Un virage à 380 degrés qu'il prépare minutieusement puisqu'il intègre l'illustre Ecole Ferrandi en boulangerie et profite du confinement de 2020 pour suivre sa formation. Pour s'en donner les moyens, il vend sa maison, et se souvient de cette période difficile : « J'ai demandé la permission à Air France de partir en formation sans solde, j'ai payé ma formation car je n'ai pas été financé, j'ai fait ma formation en plein Covid, et on a eu la bonne idée de vendre notre maison juste avant le Covid. On est resté confinés dans un petit deux pièces, ma femme était enceinte. On a attendu presque 6 mois après la formation pour que le Japon rouvre pour ceux qui avaient une demande de visa»

Et le départ tant attendu pour Tokyo se profile enfin en décembre 2020. Une fois sur place, l'heure est à la recherche du local pour installer Maison Jandia Saïto. Dans cette mégapole gigantesque, le couple arpente les rues en vélo et en transports, pour trouver le site idéal. Mais Arold est étranger, et même accompagné d'une Japonaise de naissance, ce statut ne facilite pas les recherches. 

Alors qu'ils commencent à perdre espoir, une réunion d'information s'organise dans un quartier de Tokyo très peu connu et en perte de vitesse. La propriétaire d'un local leur fait finalement confiance et le rêve prend forme : «On a été adopté par le quartier et on a adopté ce quartier. On y est tellement bien !»

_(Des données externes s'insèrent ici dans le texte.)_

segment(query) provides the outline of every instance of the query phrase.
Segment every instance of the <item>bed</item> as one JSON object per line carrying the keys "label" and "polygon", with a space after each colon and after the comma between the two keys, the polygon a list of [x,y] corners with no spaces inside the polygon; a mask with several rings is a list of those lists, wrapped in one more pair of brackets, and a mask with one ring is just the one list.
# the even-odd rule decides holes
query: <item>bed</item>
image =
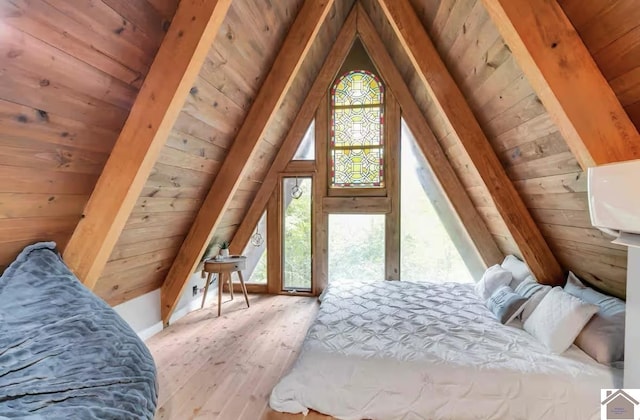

Et les abonnés d'Arold sur Facebook ne sont pas en reste : ils sont des dizaines à suivre assidûment les semaines de recherches du local, les travaux, le quotidien familial avec Miki et Yamato, ou encore la vie au Japon.

© Maison Jandia Saïto 

Un véritable succès

Maison Jandia Saïto ouvre finalement en juin 2021 et connaît un véritable succès dans le quartier et même au-delà. Dès l’ouverture, de longues files d'attente se créent sur le trottoir. Les Japonais sont friands des créations boulangères d'Arold.

C'est une fierté pour Arold de créer ses viennoiseries et pâtisseries qui séduisent par leur simplicité autant que par leur goût. S'il est étranger au Japon et de surcroît homme noir, Arold vit cette différence et les regards interrogateurs voire inquisiteurs avec détachement : « Au Japon, oui, il y a surement des gens qui ne nous aiment pas pour ce qu'on est, mais c'est à nous de monter qui l'on est, que l'on respecte leurs us et coutumes. Car c'est un pays ancré dans la modernité, mais avec des traditions incontournables. Et il faut les respecter»

© Maison Jandia Saïto 

Et le métissage offre une nouvelle réalité aux rues tokyoïtes. Arold Jandia et son petit garçon Yamato, métis antillais-japonais, sont témoins et acteurs de ce changement : « Tous les matins, on se promène à 5 heures du matin avec Yamato. Quand il ne savait pas marcher, il était dans les bras. On découvrait nos petites rues. Et maintenant qu'il sait marcher, toutes les mamies nous reconnaissent dans la rue. Car je fais les choses comme il faut»

Le sourire aux lèvres, Arold et sa famille se jouent des frontières. Alors pour boucler la boucle, la suite idéale serait d'ouvrir un jour une Maison Jandia Saïto en Martinique. Un rêve que partage Arold comme une promesse, certainement pas inatteignable. Les projets intrépides, il connaît.